Eggs: The Albertsons eggs were the least expensive, with the greatest savings if you have an Albertsons savings card. Without the discount card, the savings is $0.70 versus Trader Joe’s cage free eggs and $1.70 versus Whole Foods organic, cage free eggs. After I read this article about organic and cage free eggs, the additional $1.70 for organic, cage free eggs is probably worth it though.

Juice: The Hawaiian Punch falls in the middle price wise. However, it was the only drink to contain high fructose corn syrup as well as an ingredient called Glycerol Ester of Wood Rosin, that’r right, wood rosin. The lemonade at Trader Joe’s and Whole Foods was mainly made of the same ingredients you would use if you made it at home: sugar, water and lemons.

If you need milk, eggs and juice you won’t break the bank if you go to Whole Foods or Trader Joe’s, but what if you wanted to have a more complete meal?Someone’s Italian grandmother might roll over in her grave, but you can ease your hunger pangs with minimal effort if you boil some spaghetti, open of a jar of tomato sauce, and pop open a bag of salad. If you wanted to purchase the items to make a basic spaghetti dinner, which store would you save the most?
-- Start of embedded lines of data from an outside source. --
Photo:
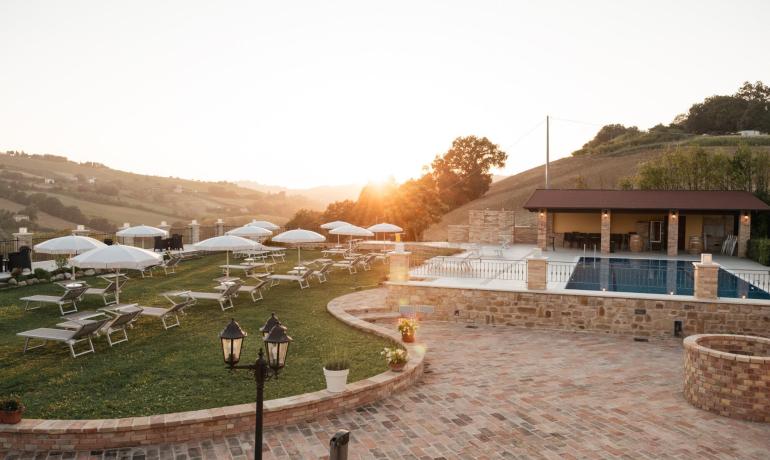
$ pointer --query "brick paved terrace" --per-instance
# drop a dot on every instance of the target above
(503, 392)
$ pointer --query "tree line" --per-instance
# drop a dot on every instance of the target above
(747, 109)
(459, 176)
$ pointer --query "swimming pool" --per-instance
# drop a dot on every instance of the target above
(652, 277)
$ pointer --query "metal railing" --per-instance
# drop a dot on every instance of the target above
(469, 267)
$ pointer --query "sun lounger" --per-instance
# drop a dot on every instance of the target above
(168, 313)
(255, 291)
(321, 273)
(303, 279)
(70, 297)
(223, 298)
(68, 337)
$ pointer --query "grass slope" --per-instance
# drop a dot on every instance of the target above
(180, 369)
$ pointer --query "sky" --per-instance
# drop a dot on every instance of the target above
(307, 93)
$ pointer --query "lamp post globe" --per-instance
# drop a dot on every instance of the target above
(277, 347)
(232, 340)
(269, 325)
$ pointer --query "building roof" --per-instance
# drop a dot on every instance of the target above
(683, 200)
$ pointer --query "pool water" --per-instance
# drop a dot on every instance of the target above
(651, 276)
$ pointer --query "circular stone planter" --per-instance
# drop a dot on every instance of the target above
(728, 375)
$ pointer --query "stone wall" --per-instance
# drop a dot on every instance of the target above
(641, 318)
(728, 375)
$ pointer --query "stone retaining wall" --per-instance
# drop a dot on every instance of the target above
(52, 435)
(640, 318)
(728, 375)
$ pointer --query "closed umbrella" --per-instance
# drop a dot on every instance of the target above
(116, 257)
(333, 225)
(142, 231)
(299, 236)
(385, 228)
(264, 224)
(226, 243)
(70, 245)
(351, 231)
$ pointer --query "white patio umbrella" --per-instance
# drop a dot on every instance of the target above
(116, 257)
(297, 237)
(351, 231)
(250, 231)
(385, 228)
(333, 225)
(70, 245)
(142, 231)
(226, 243)
(264, 224)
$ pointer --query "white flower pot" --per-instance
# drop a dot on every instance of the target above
(336, 380)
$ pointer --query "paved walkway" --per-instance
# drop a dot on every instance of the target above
(501, 392)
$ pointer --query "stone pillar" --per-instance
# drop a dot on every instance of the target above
(127, 240)
(606, 226)
(219, 227)
(23, 238)
(165, 226)
(81, 230)
(706, 278)
(673, 233)
(537, 268)
(399, 264)
(542, 229)
(195, 231)
(744, 233)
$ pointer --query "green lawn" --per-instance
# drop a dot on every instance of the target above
(159, 371)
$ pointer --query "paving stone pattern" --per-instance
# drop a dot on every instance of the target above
(504, 392)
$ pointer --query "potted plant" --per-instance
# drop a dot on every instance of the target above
(407, 327)
(395, 357)
(11, 409)
(336, 369)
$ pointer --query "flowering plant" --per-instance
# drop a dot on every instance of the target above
(407, 326)
(395, 356)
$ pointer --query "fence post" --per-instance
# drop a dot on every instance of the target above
(399, 264)
(219, 227)
(537, 271)
(195, 231)
(23, 238)
(706, 278)
(127, 240)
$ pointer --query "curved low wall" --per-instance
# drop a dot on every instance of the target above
(728, 375)
(38, 434)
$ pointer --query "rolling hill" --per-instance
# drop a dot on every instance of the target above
(594, 171)
(119, 196)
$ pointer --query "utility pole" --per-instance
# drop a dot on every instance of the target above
(547, 148)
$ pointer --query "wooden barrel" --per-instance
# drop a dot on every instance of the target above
(695, 245)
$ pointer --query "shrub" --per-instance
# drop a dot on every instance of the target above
(759, 250)
(11, 403)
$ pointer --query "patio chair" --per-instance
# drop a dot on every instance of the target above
(109, 291)
(168, 313)
(223, 298)
(69, 337)
(321, 273)
(255, 291)
(122, 318)
(70, 297)
(303, 279)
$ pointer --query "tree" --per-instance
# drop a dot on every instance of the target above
(462, 174)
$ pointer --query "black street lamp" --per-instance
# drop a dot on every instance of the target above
(276, 347)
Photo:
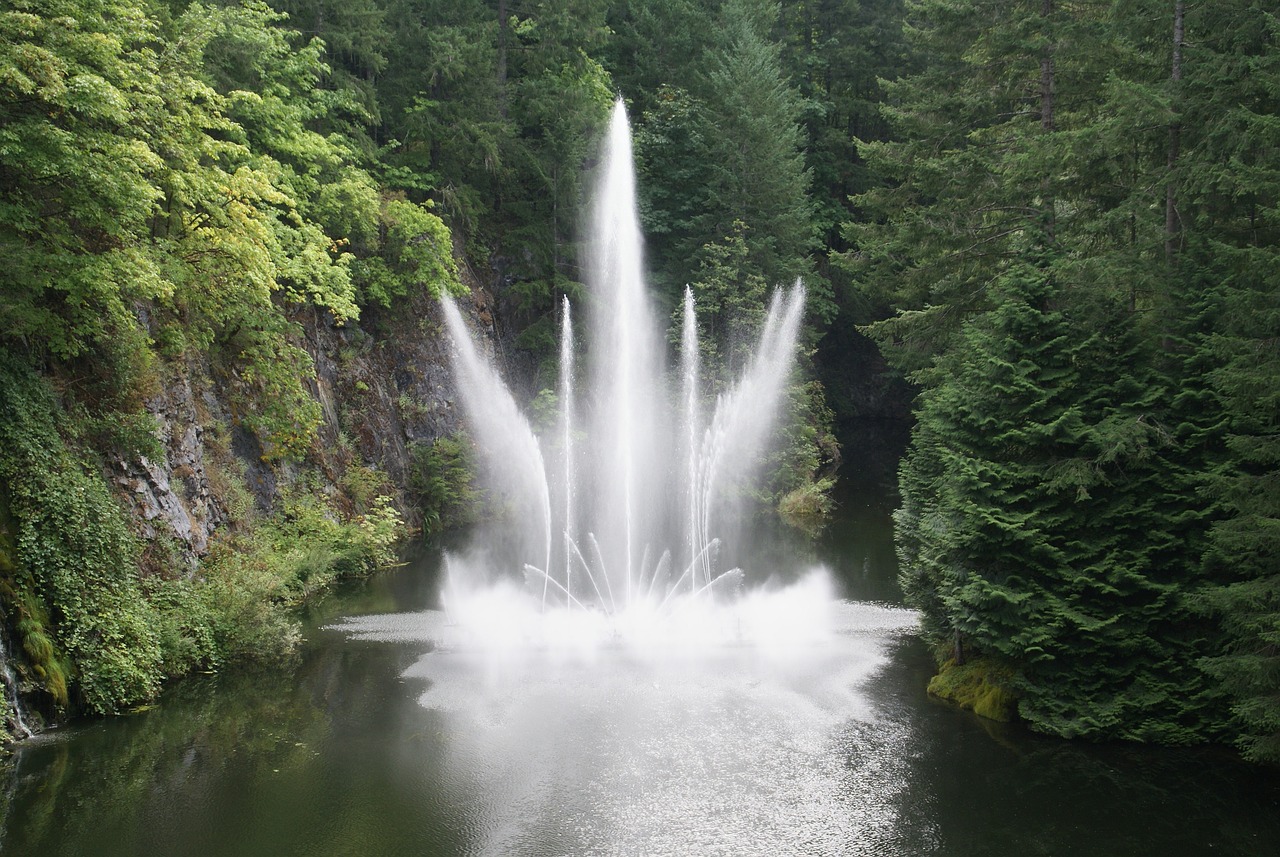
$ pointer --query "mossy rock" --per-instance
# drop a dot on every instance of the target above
(979, 686)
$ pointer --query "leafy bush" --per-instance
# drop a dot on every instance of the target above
(442, 485)
(76, 558)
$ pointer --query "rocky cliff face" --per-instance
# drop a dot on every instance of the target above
(383, 385)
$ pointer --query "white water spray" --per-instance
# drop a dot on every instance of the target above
(643, 471)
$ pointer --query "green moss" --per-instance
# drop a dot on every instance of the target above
(979, 686)
(808, 507)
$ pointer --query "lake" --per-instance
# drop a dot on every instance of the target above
(376, 743)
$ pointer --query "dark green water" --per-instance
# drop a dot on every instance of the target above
(383, 747)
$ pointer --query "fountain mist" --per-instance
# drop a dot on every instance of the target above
(645, 479)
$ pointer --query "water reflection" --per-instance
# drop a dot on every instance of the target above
(370, 746)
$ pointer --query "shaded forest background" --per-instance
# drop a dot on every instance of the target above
(1050, 225)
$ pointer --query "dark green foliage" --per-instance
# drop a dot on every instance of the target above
(1031, 527)
(1077, 234)
(74, 586)
(442, 484)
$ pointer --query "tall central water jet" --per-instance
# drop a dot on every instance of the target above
(645, 475)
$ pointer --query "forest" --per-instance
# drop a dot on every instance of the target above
(1045, 232)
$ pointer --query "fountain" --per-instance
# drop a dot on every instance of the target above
(615, 518)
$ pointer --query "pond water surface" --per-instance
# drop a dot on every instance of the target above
(373, 743)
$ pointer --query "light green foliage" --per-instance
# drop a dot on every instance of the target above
(416, 253)
(981, 686)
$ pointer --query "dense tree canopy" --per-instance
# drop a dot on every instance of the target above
(1057, 220)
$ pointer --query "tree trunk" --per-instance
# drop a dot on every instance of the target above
(502, 58)
(1047, 113)
(1173, 227)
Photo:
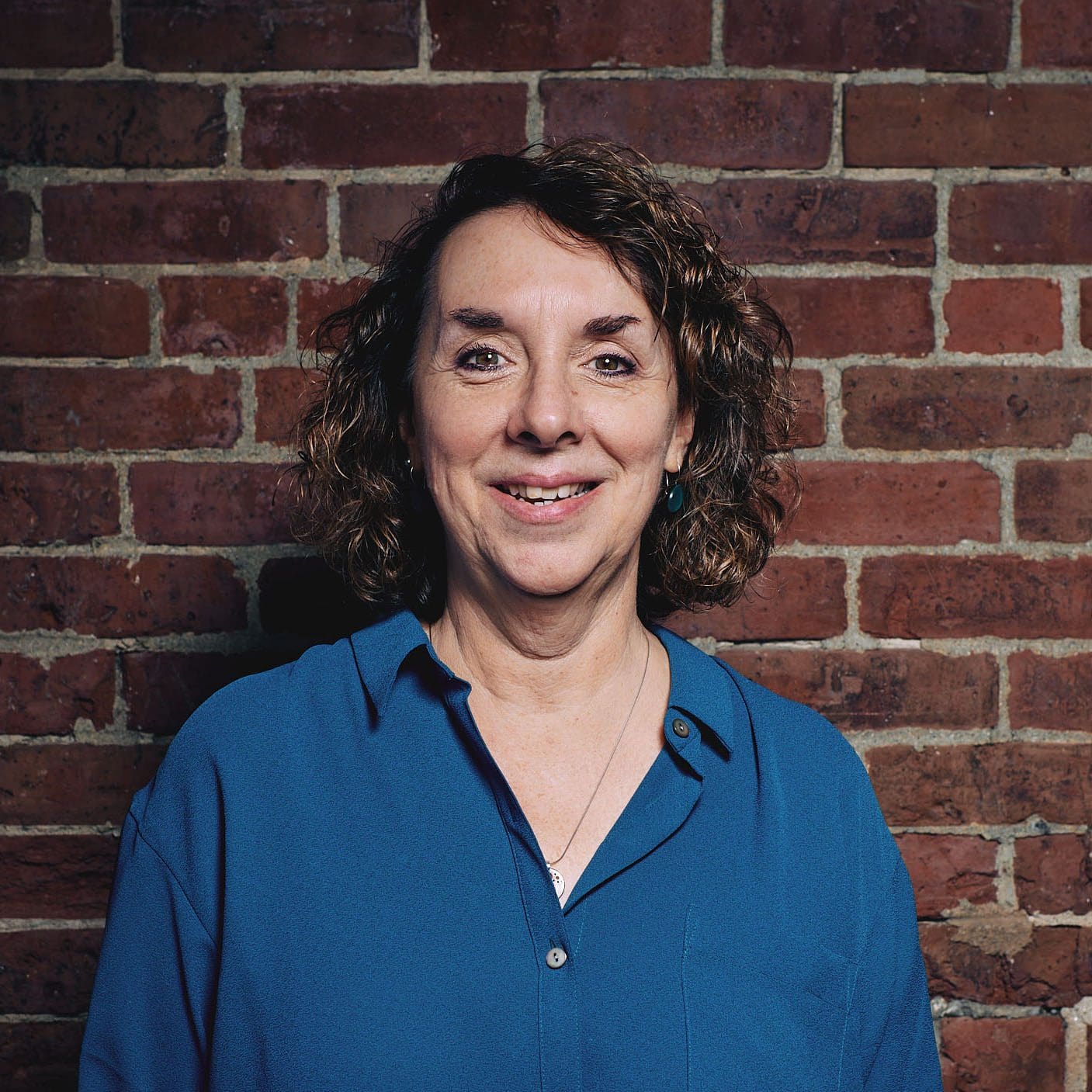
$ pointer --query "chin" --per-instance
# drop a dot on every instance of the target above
(549, 576)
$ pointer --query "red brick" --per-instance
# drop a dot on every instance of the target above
(820, 220)
(1003, 960)
(40, 1055)
(995, 1054)
(56, 875)
(841, 316)
(107, 596)
(1056, 34)
(966, 125)
(809, 428)
(70, 504)
(283, 394)
(998, 223)
(730, 123)
(112, 123)
(896, 504)
(47, 700)
(185, 222)
(883, 688)
(223, 316)
(95, 408)
(73, 783)
(58, 34)
(1051, 692)
(1054, 874)
(379, 125)
(1016, 314)
(510, 35)
(945, 408)
(992, 783)
(373, 213)
(48, 970)
(16, 209)
(53, 316)
(255, 35)
(163, 688)
(793, 598)
(971, 596)
(209, 504)
(305, 598)
(1054, 501)
(316, 300)
(867, 34)
(949, 871)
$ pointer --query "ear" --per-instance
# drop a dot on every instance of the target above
(408, 435)
(681, 440)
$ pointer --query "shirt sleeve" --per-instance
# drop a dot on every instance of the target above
(898, 1048)
(151, 1011)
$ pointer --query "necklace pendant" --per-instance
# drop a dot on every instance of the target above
(558, 880)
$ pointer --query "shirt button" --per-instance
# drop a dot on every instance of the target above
(556, 958)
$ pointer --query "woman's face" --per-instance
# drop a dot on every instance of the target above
(539, 373)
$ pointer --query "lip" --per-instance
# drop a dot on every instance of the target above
(543, 515)
(545, 480)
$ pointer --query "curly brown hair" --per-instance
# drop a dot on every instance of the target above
(356, 501)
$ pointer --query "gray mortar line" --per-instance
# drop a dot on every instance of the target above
(716, 64)
(118, 61)
(48, 924)
(234, 117)
(536, 123)
(1014, 64)
(1076, 1049)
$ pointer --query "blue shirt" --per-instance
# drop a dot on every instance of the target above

Once again, organic items at Whole Foods and Trader Joe’s turned out to be the better priced options. I was blown away by how much of a savings Trader Joe’s offered. As I continued to compare other items like butter, olive oil, mustard, deli meat, and sliced cheese, I was continuously shocked to find that either Trader Joe’s or Whole Foods had lower prices. If Albertsons had a lower price, it was not more than a dollar cheaper than the price at Trader Joe’s or Whole Foods and it either lacked the organic ingredients and/or had more additives.